Celia McKeon, chief executive at JRCT, said: ‘We received a high volume of applications for these roles and interviewed some truly exceptional candidates.  We are lucky to have attracted some wonderful people to come and work with us and we’re so excited for them to join the team.’

The decision to increase grant-spending to £10 million a year was originally made in 2019 as part of a ten-yearly review. The aim was to give to organisations outside London to achieve a greater geographical diversity of funding.

Nick Perks, the former trust secretary at JRCT, said at the time: ‘We have decided to make more grants across the UK in recognition of the importance of devolved nations and regions and that systemic change requires many voices and experiences… We want to be an open and responsive funder and we know that more core or unrestricted grants are what many charities want and could greatly benefit from.’

The other five members to join the grant-making team are Ali Torabi, Mumbi Nkonde, Rose Ziaei, Sheridan Carr and Zarina Douglas Sori. JRCT pledged in August 2020 to ‘do more to ensure our organisation – which has a predominantly white board and staff team – better reflects the society we are part of’. It said it was ‘undergoing an organisational restructure which will create new roles at the Trust and which aims to improve diversity and inclusion within our staff team’.
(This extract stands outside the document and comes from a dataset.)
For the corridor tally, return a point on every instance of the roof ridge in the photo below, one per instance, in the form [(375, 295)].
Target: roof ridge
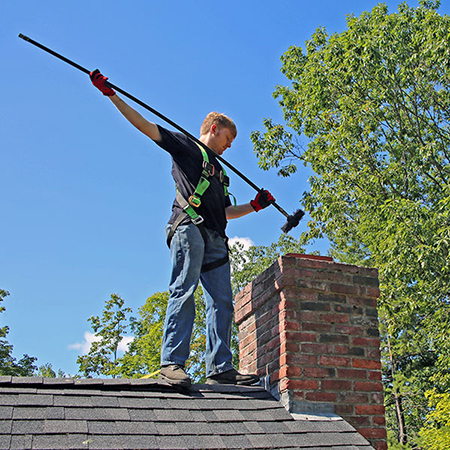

Hannah Brock Womack made headlines last year when she was blocked from fully being the representative of the Fourth Presidency Group of Churches Together in England (CTE) because she is married to a woman. She has also worked with JRCT-grantee War Resisters’ International on its programme promoting conscientious objection, and Quaker Voluntary Action as its coordinator. The member of Nether Edge Meeting tweeted that the role was a ‘new direction for me’. In an interview in the Church Times last year, Hannah Brock Womack said: ‘I don’t like the word “peace” very much. Violence and war can’t be separated from all injustice. For us to live peaceably together would mean transforming racism, nationalism, poverty, patriarchy, and other structures of oppression which teach us that some lives are disposable. Until we do, we’ll never be free of war and violence.’